Back then, drinking wasn’t a problem, it was a solution.

Bad day? Drink.

Good day? Drink.

No day at all? Definitely drink.

At 18, it was all craic. Cheap pints, dodgy nightclubs, and stories that got better every time they were told, mostly because none of us could remember them properly. 

Waking up with mystery bruises became normal. So did the fear that creeping dread of checking your phone the next morning like it was about to personally ruin your life.

By my early 20s, alcohol had settled in like an unpaid tenant.

Still fun, but now it came with consequences. Missed work. Arguments. Apologies I didn’t fully understand because I couldn’t remember what I’d done. I became a professional “Sorry about last night” merchant.

And the thing is, I wasn’t drinking because I was wild.

I was drinking because it worked.

It quietened things. The noise in my head. The pressure. The expectations. The parts of me I didn’t want to deal with. Alcohol didn’t judge me, it just switched me off.

But slowly, without announcing it, the relationship changed.

It stopped being fun and started being necessary.

By my mid-to-late 20s, it wasn’t about going out anymore, it was about getting through. I’d drink to relax… then drink because I’d drank… then drink because I felt like shit the next day. A perfect, miserable cycle. Like being stuck on a roundabout you’re too dizzy to get off.

Blackouts weren’t rare, they were standard.

“Did I say anything stupid?” became a daily question.

(Answer: yes. Almost definitely yes.)

And yet, I kept going. Because stopping meant facing everything I’d been avoiding for years. And that was terrifying.

The hardest part wasn’t the hangovers or the embarrassment.

It was the quiet moments,  when I realised I wasn’t really living anything. I was just passing time between drinks. Watching life happen instead of being in it.

There’s a moment, and I can’t even tell you exactly when it happened, where I knew something had to change. Not dramatically. Not in a big movie style breakdown. Just a quiet, honest thought:

“I can’t keep doing this.”

No big speeches. No audiences. Just me, realising that the thing I thought was helping me was slowly taking everything.

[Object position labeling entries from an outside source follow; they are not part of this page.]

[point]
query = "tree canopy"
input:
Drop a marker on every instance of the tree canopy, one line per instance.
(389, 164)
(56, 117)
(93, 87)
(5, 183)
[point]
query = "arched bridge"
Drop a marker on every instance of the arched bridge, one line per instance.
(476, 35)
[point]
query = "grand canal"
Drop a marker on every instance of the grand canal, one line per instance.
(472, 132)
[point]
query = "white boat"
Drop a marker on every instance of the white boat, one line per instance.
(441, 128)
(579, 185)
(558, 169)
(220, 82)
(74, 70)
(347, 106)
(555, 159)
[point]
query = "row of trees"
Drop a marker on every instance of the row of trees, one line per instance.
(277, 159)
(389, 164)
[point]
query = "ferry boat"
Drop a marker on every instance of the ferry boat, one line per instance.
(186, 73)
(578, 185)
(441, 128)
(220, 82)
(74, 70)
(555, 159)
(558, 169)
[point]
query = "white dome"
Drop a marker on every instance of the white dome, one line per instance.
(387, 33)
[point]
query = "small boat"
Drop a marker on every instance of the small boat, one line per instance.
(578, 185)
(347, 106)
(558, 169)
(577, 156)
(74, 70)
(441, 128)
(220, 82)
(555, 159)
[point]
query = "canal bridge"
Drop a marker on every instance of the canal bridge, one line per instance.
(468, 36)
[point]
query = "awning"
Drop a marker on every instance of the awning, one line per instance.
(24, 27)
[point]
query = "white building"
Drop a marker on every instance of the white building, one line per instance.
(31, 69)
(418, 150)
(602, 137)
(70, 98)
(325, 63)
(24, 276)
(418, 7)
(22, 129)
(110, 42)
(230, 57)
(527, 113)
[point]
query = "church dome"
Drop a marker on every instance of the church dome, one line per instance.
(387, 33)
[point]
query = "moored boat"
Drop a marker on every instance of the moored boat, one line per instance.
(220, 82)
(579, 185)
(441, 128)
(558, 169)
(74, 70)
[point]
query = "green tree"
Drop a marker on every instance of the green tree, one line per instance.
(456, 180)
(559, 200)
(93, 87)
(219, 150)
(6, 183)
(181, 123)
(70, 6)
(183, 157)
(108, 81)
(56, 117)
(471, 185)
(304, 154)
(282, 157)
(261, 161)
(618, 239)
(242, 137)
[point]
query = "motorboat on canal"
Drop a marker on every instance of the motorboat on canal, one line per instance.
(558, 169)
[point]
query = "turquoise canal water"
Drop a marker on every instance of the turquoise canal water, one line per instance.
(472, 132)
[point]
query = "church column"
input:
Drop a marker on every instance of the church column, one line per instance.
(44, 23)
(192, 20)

And here’s the truth, I don’t hate that version of me.

He wasn’t weak. He wasn’t stupid.

He was coping the only way he knew how.

Alcohol gave me something when I needed it.

Until it started taking more than it gave.

From 18 to 30, I wasn’t just drinking, I was learning.

Learning what I was running from.

Learning what I needed.

Learning that numbing everything also numbs the good.

And eventually, learning that I deserved better than surviving my own life.

I didn’t change because I was forced to.

I changed because I was tired.

Tired of the same nights.

Tired of the same regrets.

Tired of being lonely.

Tired of not recognising the person staring back at me.

And if you’re anywhere in that cycle, the laughs, the chaos, the quiet doubts,  just know this:

You’re not broken.

You’re not alone.

And you’re not stuck there forever.

Sometimes the strongest thing you can do is decide you’ve had enough.

I stopped drinking for ONE MONTH.

I then relapsed, see it isn't easy! 

I'll cover that tomorrow and asking for help...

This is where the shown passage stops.